I would improve the convergence, but I get the above error instead.

Please help!!
Eliezer

ebousquet · Post by **ebousquet** » Mon Apr 20, 2020 8:02 am

Dear Eliezer,
For the convergence of the SCF you have to play with preconditioning and mixing parameters: see diemix, diemixmag (if magnetic), nline, diemac as a 1st attempt.
I see you have diemix=1 but it is strongly not advised to put 1! Reduce it should probably help your convergence problem.
Best wishes,
Eric

erichmond · Post by **erichmond** » Wed Apr 22, 2020 7:25 am

Eric,

Thank you for your response.

I should mention that these calculations are on a slab of 3 layers of Pd atoms and 7 layers of vacuum. I am not yet treating the system for its magnetic properties.

My input file already has the following statements
iprcel 45
iscf 7
npulayit 30
diemac 1e+8
diemix 1
nnsclo 3
nband 48
nline 6
optforces 0
nbdbuf 6

in order to improve the convergence and speed, and it works to a point.

I will try diemix = 0.5 in a run. I also included dielng = 0.25.

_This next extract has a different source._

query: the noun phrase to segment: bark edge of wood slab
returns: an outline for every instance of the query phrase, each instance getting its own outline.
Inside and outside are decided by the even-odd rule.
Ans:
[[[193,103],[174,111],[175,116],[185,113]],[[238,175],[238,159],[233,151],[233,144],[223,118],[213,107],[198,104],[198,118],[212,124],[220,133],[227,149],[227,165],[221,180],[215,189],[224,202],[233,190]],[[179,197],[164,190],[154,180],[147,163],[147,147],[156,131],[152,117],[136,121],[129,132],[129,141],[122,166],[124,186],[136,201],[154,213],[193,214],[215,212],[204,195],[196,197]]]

But I still have the problem parallelizing my program. The parallelization is complicated by the error I get.

Eliezer

ebousquet · Post by **ebousquet** » Wed Apr 22, 2020 9:13 am

Dear Eliezer,
Another problem I did not notice is that the ecut you use is way too small (you start with ecut=6).
For norm-conserving pseudopotentials from pseudodojo project, the ecut can be between 25 and 50. For PAW it can be between 14 and 30.
If the ecut is too small, the program can run into troubles to converge the SCF.
Best wishes,
Eric

erichmond · Post by **erichmond** » Wed Apr 22, 2020 11:29 pm

Eric,
The object of my computations is to develop high accuracy workfunctions for transition metals as a function of ecut = 6 - 60, spin, surface relaxation, Fermi energy, and slab thickness. So far I have only been working with variations as a function of the number of plane waves for Ni and Pd. When I relaxed a bulk structure as a function of ngkpt, tsmear, and acell ABINIT chose a value of ecut ~ 60.

Up to this point, I have been using the pseudopotentials from the ONCVPSP-PBE-PDv0.4 library. Is pseudodojo the same as ONCVPSP-PBE-PDv0.4? If so, I have a problem -many of my results are unreliable. So far the computations on the slab for 6 - 40 have converged to tolvrs 1e-12.

The addition of diemix 0.5 and dielng 0.25 did improve the convergence slightly where tolvrs ~ 5e-12 after 240 iterations instead of tolvrs ~ 1e-11, but still not at tolvrs 1e-12. What other preconditioning variables can I try that I am not already using?

Eliezer

PS: I computed ETOT for diemix = .2, .4, .6, .8, 1.0 with all the other parameters the same. For all values of diemix for sufficiently high iterations, ETOT oscillated in the range 3E-12< ETOT < 2e-11 Ha. For 0.6, 0.8, 1.0 the oscillations started around 40 interactions. For 0.2 and 0.4, the oscillations occurred around 100 and 60 iterations respectively.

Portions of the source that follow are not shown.